Speaking at a function connected with an international book fair being held in Kerala [India], renowned Malayalam novelist and former president of the Sahitya Academy, M Mukundan, reiterated what Shakespeare said about four centuries ago. “Literary writers should be a little eccentric,” said Mukundan. Shakespeare had equated poets with lunatics.
The writer must be a lunatic, said Mukundan. He [the writer] must suffer from restlessness. Mukundan added that today’s writers don’t have serious problems that can make them restless. The most acute problem of today’s world is not poverty. Perhaps the most acute problem today is not getting parking space for one’s car. Even the unemployed youth of today ride bikes costing Rs80,000, said Mukundan.
Mukundan is right. Very few people can write good fiction without going through the pangs of existence. But the pangs of existence need not be the pangs of poverty, starvation, or unemployment as Mukundan seems to make it out, at least according to the report that appeared in the Malayala Manorama dated Nov 12. No sane person can advocate evils like poverty for the sake of good literature.
I agree with Mukundan that writers must be a little eccentric. Like Arundhati Roy. She does not suffer unemployment, poverty or starvation. Shakespeare didn’t either at least when he wrote his best plays. But I can always keep Shakespeare in a separate niche because he was a rare genius. And the rules for the ordinary mortals don’t apply to geniuses. It’s a pity that Arundhati Roy does not write novels now.

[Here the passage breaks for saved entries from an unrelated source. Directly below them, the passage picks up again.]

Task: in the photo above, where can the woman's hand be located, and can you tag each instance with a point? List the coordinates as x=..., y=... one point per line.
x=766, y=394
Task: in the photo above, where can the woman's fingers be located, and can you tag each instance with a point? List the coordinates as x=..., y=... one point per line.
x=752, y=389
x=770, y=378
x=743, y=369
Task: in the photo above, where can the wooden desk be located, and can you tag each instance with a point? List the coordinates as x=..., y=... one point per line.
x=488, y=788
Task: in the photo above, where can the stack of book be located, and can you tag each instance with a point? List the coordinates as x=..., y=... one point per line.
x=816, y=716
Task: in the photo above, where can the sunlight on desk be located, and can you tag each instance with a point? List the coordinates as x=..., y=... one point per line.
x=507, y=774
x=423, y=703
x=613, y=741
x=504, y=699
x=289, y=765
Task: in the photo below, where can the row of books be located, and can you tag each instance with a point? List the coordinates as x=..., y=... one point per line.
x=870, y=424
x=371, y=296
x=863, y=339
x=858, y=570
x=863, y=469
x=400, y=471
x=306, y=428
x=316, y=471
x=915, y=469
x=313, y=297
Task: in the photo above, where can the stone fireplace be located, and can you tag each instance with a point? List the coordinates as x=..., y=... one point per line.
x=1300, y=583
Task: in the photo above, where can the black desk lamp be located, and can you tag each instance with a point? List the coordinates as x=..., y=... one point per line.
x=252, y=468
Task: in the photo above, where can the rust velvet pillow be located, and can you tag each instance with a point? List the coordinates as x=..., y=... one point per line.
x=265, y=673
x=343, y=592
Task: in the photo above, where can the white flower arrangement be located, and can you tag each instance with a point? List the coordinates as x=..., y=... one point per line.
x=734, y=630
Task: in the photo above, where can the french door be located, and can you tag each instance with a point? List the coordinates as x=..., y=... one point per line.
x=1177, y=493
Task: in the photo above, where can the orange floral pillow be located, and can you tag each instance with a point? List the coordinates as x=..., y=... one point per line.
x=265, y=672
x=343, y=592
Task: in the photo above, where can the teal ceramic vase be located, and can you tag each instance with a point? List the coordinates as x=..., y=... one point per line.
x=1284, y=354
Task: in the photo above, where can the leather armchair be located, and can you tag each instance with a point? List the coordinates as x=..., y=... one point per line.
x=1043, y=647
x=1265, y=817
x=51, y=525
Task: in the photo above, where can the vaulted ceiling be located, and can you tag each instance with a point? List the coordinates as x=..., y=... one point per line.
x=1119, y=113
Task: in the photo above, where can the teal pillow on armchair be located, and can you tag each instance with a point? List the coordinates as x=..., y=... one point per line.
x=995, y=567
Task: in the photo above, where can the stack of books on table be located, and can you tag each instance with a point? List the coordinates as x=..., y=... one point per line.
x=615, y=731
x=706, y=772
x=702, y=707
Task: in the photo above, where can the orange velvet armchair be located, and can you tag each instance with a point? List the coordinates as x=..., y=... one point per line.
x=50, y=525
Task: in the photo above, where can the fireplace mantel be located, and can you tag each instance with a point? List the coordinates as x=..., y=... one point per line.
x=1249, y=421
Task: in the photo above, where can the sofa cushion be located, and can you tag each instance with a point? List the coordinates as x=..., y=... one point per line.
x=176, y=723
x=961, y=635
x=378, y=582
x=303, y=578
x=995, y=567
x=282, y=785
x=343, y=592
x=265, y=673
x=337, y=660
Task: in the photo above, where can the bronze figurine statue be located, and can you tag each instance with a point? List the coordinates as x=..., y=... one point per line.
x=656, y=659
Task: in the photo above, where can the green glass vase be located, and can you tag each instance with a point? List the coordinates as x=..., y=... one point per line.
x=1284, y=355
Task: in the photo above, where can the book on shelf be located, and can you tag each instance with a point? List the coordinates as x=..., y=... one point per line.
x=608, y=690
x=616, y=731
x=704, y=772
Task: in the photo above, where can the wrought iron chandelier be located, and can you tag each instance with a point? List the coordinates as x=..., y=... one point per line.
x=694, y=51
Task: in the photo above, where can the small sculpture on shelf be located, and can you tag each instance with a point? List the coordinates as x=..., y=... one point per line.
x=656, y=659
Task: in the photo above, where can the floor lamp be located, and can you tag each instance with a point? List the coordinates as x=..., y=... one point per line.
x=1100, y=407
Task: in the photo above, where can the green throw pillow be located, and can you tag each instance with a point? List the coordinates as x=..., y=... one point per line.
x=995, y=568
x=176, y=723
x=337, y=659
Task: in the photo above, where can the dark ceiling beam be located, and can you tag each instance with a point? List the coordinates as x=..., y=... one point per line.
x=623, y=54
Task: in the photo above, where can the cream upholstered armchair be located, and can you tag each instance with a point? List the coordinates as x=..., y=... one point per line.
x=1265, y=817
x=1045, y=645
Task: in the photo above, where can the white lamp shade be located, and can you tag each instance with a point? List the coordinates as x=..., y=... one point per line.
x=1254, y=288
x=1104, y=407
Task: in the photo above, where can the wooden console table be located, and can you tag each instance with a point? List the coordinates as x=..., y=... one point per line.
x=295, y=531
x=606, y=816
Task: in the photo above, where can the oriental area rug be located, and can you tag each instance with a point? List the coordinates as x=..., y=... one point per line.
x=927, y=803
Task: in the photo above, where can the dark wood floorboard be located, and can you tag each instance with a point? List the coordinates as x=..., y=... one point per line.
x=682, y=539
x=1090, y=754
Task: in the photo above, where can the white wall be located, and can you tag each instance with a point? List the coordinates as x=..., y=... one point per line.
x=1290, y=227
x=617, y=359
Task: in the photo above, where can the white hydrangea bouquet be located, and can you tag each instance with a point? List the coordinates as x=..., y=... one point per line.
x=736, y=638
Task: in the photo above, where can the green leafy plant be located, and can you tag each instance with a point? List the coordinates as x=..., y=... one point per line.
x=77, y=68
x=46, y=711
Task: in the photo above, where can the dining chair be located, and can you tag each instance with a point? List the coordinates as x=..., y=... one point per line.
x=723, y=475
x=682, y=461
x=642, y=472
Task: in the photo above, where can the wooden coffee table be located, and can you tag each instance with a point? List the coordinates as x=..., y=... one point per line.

I hope what Mukundan meant is that writers must have a high degree of sensitivity. I’m quite sure that’s what he meant. The Manorama journalist must not have caught that. Bernard Shaw described journalism as the profession of the illiterate precisely because of this: most journalists end up as mere coffee shop gossipers. They have done much harm to Arundhati Roy too.
Is that why Ms Roy has switched to writing articles? Articles that are similar to machine guns?
Have machine guns become the only viable tools of sensitive intellectuals today?
Viable. I remember how Roy’s only novel plays with that word and equates with die-able.
Writers should be die-able. That’s the eccentricity of genuine literary writers. Ready to die for the cause they believe in.
And there are very few writers of that sort today. Mukundan is right after all.